In AgentEnsemble, tasks are defined statically at compile time:

Task task = Task.builder()
    .description("Research AI trends and write a summary report")
    .expectedOutput("A structured markdown report with three sections")
    .build();

This is intentional — static definitions are safe, reproducible, and version-controlled. But they cannot learn from execution experience.

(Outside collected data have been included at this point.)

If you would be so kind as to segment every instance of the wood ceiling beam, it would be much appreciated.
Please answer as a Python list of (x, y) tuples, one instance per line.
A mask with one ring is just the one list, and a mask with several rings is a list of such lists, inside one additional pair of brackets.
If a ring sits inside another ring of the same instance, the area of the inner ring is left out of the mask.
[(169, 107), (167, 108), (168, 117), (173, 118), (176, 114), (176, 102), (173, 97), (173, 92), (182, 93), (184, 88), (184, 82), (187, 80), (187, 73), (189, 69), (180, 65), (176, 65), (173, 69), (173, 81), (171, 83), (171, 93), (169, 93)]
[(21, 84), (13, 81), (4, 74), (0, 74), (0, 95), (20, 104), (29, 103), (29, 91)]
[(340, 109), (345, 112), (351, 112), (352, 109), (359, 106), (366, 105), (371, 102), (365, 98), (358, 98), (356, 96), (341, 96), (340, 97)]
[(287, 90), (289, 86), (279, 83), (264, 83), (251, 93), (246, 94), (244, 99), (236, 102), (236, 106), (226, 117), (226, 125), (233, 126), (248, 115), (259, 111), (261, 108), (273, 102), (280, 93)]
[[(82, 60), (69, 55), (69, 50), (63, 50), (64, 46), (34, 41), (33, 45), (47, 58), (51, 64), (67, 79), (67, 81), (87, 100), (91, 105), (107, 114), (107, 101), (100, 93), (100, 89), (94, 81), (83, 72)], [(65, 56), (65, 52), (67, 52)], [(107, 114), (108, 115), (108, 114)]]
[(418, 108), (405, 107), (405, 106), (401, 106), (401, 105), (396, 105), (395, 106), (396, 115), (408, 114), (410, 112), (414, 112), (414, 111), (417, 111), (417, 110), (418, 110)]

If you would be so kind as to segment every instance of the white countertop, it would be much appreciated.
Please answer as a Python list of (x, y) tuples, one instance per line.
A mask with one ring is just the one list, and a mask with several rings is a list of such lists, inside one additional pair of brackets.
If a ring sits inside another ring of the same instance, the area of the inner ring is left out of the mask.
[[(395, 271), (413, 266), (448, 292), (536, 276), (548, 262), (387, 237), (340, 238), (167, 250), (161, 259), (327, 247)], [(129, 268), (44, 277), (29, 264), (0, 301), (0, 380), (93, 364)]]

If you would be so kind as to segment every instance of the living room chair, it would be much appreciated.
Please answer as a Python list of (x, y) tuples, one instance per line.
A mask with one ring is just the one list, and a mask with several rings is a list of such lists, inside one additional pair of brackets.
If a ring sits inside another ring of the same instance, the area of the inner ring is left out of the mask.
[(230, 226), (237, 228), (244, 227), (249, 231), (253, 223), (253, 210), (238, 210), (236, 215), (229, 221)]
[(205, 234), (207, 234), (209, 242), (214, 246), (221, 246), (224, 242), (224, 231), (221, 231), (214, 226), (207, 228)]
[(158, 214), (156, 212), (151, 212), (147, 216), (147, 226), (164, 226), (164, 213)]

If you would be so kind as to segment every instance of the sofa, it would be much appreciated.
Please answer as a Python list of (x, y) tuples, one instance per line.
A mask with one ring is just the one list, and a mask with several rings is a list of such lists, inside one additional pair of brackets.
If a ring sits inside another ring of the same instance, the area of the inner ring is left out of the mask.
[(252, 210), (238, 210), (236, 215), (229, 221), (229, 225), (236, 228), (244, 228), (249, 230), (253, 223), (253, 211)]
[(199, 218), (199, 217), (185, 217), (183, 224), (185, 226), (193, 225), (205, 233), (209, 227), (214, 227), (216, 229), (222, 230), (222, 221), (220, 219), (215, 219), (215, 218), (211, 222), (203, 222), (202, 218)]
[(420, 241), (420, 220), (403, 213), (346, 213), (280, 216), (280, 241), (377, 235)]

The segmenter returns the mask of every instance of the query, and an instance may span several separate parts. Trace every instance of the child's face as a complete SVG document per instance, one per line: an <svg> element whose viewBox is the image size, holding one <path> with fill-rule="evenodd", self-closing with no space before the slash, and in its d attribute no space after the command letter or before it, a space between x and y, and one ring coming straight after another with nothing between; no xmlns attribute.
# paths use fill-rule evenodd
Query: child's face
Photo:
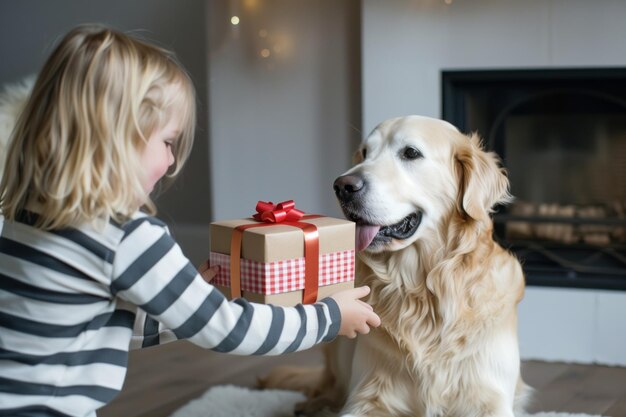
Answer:
<svg viewBox="0 0 626 417"><path fill-rule="evenodd" d="M141 155L144 167L144 190L146 195L154 189L154 185L165 175L174 163L172 147L180 136L180 126L176 118L172 118L163 128L155 130L148 138L148 143Z"/></svg>

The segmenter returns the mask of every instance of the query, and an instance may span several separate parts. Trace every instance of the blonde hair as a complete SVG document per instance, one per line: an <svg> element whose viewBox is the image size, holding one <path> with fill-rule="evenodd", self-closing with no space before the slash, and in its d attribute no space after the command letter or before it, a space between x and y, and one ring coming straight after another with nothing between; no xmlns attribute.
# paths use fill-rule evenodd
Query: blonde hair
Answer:
<svg viewBox="0 0 626 417"><path fill-rule="evenodd" d="M118 31L83 25L46 61L13 130L0 210L7 220L36 206L42 229L127 220L154 203L142 186L141 151L178 117L173 177L193 144L192 82L173 53Z"/></svg>

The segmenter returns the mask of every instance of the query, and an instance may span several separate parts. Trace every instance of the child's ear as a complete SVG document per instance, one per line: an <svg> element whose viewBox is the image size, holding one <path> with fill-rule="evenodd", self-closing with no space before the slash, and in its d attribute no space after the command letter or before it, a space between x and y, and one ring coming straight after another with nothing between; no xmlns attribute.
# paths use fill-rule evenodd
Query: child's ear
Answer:
<svg viewBox="0 0 626 417"><path fill-rule="evenodd" d="M472 134L456 153L459 192L457 211L464 218L483 220L496 204L512 200L506 171L493 152L485 152L478 135Z"/></svg>

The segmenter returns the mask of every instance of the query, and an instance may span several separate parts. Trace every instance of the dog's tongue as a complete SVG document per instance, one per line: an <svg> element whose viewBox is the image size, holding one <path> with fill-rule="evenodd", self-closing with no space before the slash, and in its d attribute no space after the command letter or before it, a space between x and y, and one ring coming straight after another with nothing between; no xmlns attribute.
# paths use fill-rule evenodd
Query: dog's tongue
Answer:
<svg viewBox="0 0 626 417"><path fill-rule="evenodd" d="M356 225L356 250L358 252L367 248L374 240L380 226Z"/></svg>

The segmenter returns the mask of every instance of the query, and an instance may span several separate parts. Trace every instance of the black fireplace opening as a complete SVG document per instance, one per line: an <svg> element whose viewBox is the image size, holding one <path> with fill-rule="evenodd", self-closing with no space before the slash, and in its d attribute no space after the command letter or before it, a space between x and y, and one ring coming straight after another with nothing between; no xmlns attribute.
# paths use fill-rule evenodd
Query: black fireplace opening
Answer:
<svg viewBox="0 0 626 417"><path fill-rule="evenodd" d="M626 68L442 71L442 118L477 132L515 201L494 214L528 285L626 290Z"/></svg>

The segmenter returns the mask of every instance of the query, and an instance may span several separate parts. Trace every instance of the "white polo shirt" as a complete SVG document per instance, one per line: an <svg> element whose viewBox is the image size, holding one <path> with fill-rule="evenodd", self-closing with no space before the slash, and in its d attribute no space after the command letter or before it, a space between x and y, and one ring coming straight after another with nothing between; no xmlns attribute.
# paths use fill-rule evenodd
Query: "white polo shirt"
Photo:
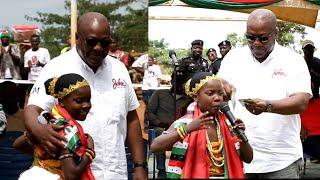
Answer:
<svg viewBox="0 0 320 180"><path fill-rule="evenodd" d="M80 58L76 48L51 60L34 84L28 104L50 111L54 104L45 95L44 81L66 73L77 73L88 80L92 108L85 121L79 121L84 132L94 140L96 158L91 169L96 179L127 179L125 139L127 113L139 106L124 64L107 56L96 73Z"/></svg>
<svg viewBox="0 0 320 180"><path fill-rule="evenodd" d="M236 99L280 100L296 92L311 93L310 74L303 57L275 44L262 63L248 46L231 50L221 63L218 76L236 88ZM239 101L234 114L244 121L253 148L253 160L246 173L267 173L284 169L302 157L299 114L253 115Z"/></svg>

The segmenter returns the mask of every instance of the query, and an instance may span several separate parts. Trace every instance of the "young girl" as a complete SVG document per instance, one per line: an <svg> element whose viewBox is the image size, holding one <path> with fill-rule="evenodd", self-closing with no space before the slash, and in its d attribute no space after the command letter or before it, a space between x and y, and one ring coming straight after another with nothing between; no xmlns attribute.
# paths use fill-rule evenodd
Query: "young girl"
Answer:
<svg viewBox="0 0 320 180"><path fill-rule="evenodd" d="M45 88L48 95L58 99L58 104L52 109L52 116L46 119L49 120L48 123L64 126L59 133L68 140L65 143L66 149L52 157L27 131L16 139L13 146L26 150L25 147L31 145L34 153L33 166L58 174L61 179L94 179L90 169L90 163L95 157L93 140L88 134L84 134L81 125L76 121L85 120L91 108L88 82L82 76L70 73L47 80ZM38 167L36 169L39 169ZM23 173L21 179L24 174L27 173Z"/></svg>
<svg viewBox="0 0 320 180"><path fill-rule="evenodd" d="M151 144L156 153L172 150L167 177L244 178L242 161L251 162L253 151L248 142L242 142L232 131L244 130L242 121L237 119L236 125L230 127L219 111L223 102L220 80L212 73L199 72L186 83L185 91L194 99L188 114Z"/></svg>

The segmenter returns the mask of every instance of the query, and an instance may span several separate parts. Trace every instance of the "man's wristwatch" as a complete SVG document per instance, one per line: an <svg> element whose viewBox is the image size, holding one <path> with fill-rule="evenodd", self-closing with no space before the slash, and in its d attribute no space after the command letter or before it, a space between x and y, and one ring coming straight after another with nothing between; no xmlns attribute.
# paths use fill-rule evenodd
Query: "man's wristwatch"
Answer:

Reflection bridges this gap:

Run 1: Static definition -> Execute -> Reflect -> Store improvement
Run 2: Static definition + Stored improvement -> Execute -> Reflect -> Update improvement
Run N: Static definition + Latest improvement -> Execute -> ...

The original definition never changes. The effective prompt evolves in the ReflectionStore.


Key Distinction from Phase Review

Phase Review Task Reflection
When Within a single run Across separate Ensemble.run() calls
Who triggers it External reviewer Automatic post-completion analysis
Purpose Fix this output now Improve instructions for next time
Storage Transient Persistent (ReflectionStore)

Use phase review to correct a specific run's output. Use reflection to improve all future runs.


Quick Start

1. Enable reflection on a task

Task researchTask = Task.builder()
    .description("Research AI trends in 2025 and write a summary report")
    .expectedOutput("A structured report with sections: Introduction, Key Trends, Conclusion")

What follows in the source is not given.